The Obama administration is poised to take over Oregon's broken insurance exchange, according to officials familiar with the decision, who say that it reflects federal officials' conclusion that several state-run marketplaces may be too dysfunctional to fix.

In public, the board overseeing Cover Oregon is scheduled to vote Friday on whether to join the federal insurance marketplace that already sells health plans in most of the country under the Affordable Care Act. Behind the scenes, the officials say, federal and Oregon officials already have privately agreed that closing down the system is the best path to rescue the state marketplace, the country's only one to fail so spectacularly that no residents have been able to sign up for coverage online since it opened early last fall. The collapse of Oregon's insurance marketplace comes as federal health officials are also focusing intensely on faltering exchanges in two other states, including Maryland.

The board for the Maryland Health Connection this month became the nation's first to decide to replace most of its exchange with different technology. But Maryland did not obtain required federal approval before its vote. Federal officials have not indicated whether they will give the state the $40 million to $50 million it needs to make the switch - and remain uncertain whether the state exchange has the capacity to correct its own problems.

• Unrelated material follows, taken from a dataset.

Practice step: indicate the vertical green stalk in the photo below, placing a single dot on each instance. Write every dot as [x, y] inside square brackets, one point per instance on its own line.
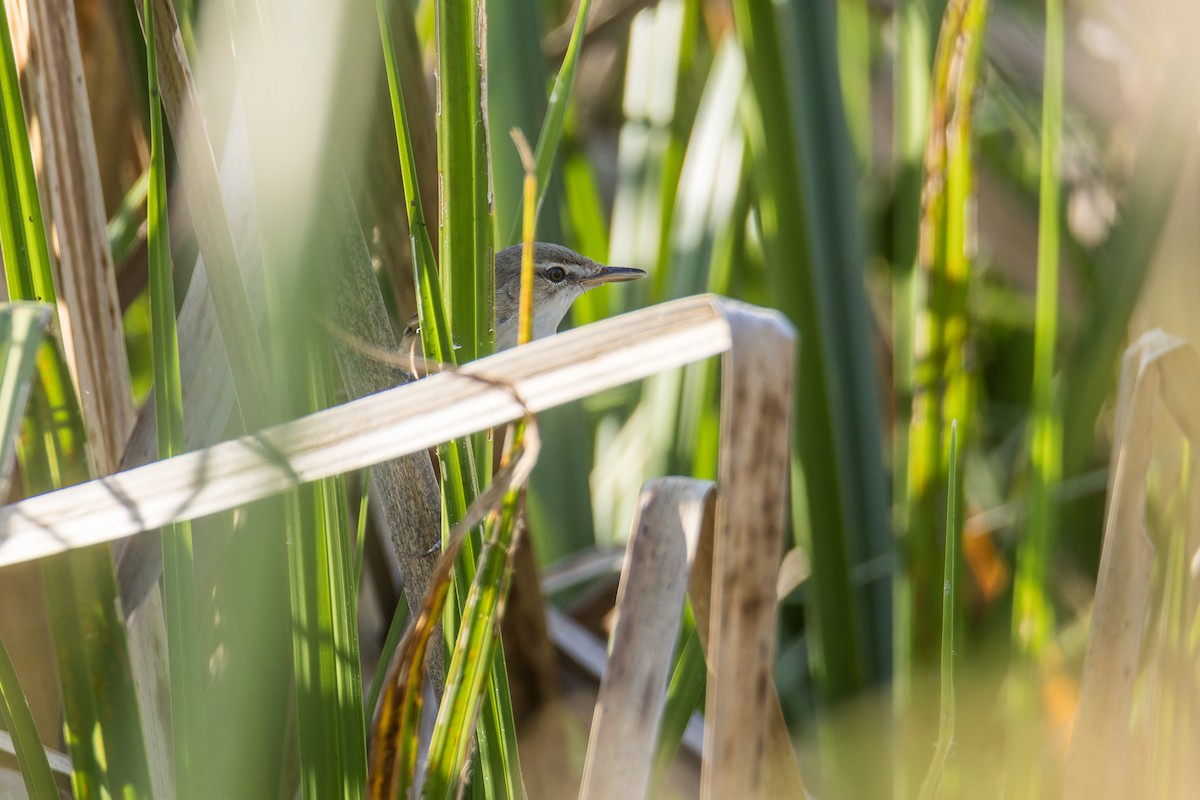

The third state that is the focus of federal scrutiny is Massachusetts, which was in the vanguard of insurance exchanges, opening its own years before the 2010 federal health-care law. But the commonwealth's insurance marketplace has developed severe technical problems as it attempted adjustments to interact with the federal system. Taken together, the federal uneasiness about these and other failing state insurance exchanges is a second-generation problem that is drawing attention now that the federal marketplace, HealthCare.gov, has improved enough to attract eight million Americans who enrolled during the first sign-up period, which just ended.

The fate of these state-run exchanges has significance politically and for consumers.

When the Affordable Care Act was enacted, the law's authors envisioned that virtually every state would build its own exchange - intended for people who cannot get affordable insurance through a job and for small businesses. Yet only 14 states, plus the District, have created their own exchanges. In the remaining three dozen states, Republican governors and legislators, as part of the intense GOP opposition to the law, have left their residents to rely on the federal insurance marketplace, which opened for business in October.

Some of the 14 state-run marketplaces have prospered, but others have been failures. Consumers have had trouble to various degrees in signing up for health plans. Oregon's consumers have had to resort entirely to cumbersome paper applications, because the state website has never allowed individuals to apply electronically.